September Magic: Milwaukee's Favorite Brew

The Brewers have risen from the dead with another spectacular September run—and dragged their tortured fans along with them
Lucas Abbeglen
Tue, October 1, 6:37 AM EDT

The Brewers have risen from the dead with another spectacular September run—and dragged their tortured fans along with them.

On September 5th, things weren’t looking so good for the Milwaukee Brewers. Things were looking pretty bad, actually. After coming within a game of a World Series appearance in 2018, the injury-ravaged Brewers were sitting at 71-68, 7.5 games out of first place, and barely treading water to stay above .500. Baseball-reference.com gave them a 3.1% chance of reaching the postseason.

Then, it got worse.

After the Brew Crew injected a little bit of life into their playoff hopes by winning their next four, Christian Yelich fouled a ball off his kneecap, fracturing it and effectively ended his MVP-contending season. It was a devastating blow to the Brewers; a devastating blow to baseball. Just when Milwaukee was beginning to believe again, the Yelich injury news hurtled down like a cement block onto a tiny, budding flower. He had been carrying his team on offense night after night, and taking him out of their lineup in the middle of a playoff push felt like clipping the wings off a bird and still expecting it to fly. But the Brewers found a way, winning 11 of their next 16, storming into the playoffs and restoring the hope of a better baseball future to their devoted fanbase.

Missing out on the playoffs with their current roster would have been a grim pill to swallow for Milwaukee fans. Small market teams have small windows for contention—without the free-agent pull of cities like Boston and Chicago, talented rosters are few and far between. The Brewers have only made the playoffs two consecutive seasons once before, and that was almost 40 years ago. With solid players up and down the roster, led by the reigning MVP and pitching cheat-code, Josh Hader, the time to win is now for Milwaukee. And so, securing a playoff spot didn’t just gift Milwaukee the typical revelry of October baseball, it carried something deeper, something fans have been craving for decades: sustained success.

To be clear, Milwaukee loves their Brewers no matter what. Even in the down years, the Brew Crew faithful still fill the seats at Miller Park. Despite being the second-smallest market in the MLB, Milwaukee ranks eighth in average attendance. This season is important because, finally, it seems the Brewers are starting to love them back. It’s not just winning, it’s statements like this from Christian Yelich. The Brewers are building a brand of pride—in their city and in their fans. Their players, coaches, and front office are on a clear mission to keep the Crew in the mix for years to come and set the tone that missing the playoffs is unacceptable. With their September rampage they showed the rest of the league that even without their MVP they are not to be trifled with.
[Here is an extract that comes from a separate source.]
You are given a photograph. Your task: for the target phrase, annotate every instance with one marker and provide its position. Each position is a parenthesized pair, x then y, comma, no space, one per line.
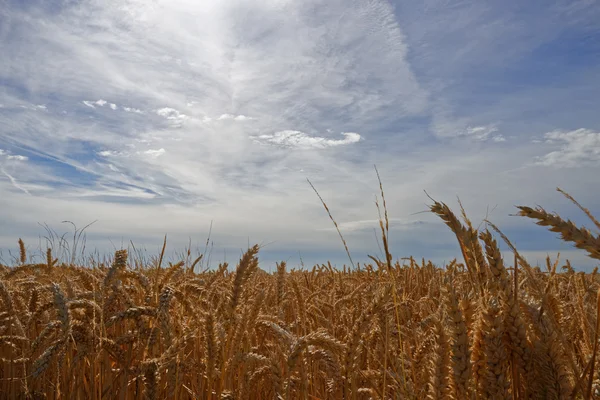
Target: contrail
(14,181)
On Tuesday they face the red-hot Nationals in DC and will have to deal with a lethal Scherzer/Strasburg one-two punch. Still, a wild card loss could never take away from what they accomplished this season. Riddled with injury and losing hope, Milwaukee stared into the abyss and didn’t blink. Where many teams would have packed it in and looked ahead to next year, they doubled down and fought even harder to earn their place in the postseason. And look out, the Brewers might just have a little extra magic left over to keep it going in October: no matter what’s on tap in the Cream City, there’s always enough to go around.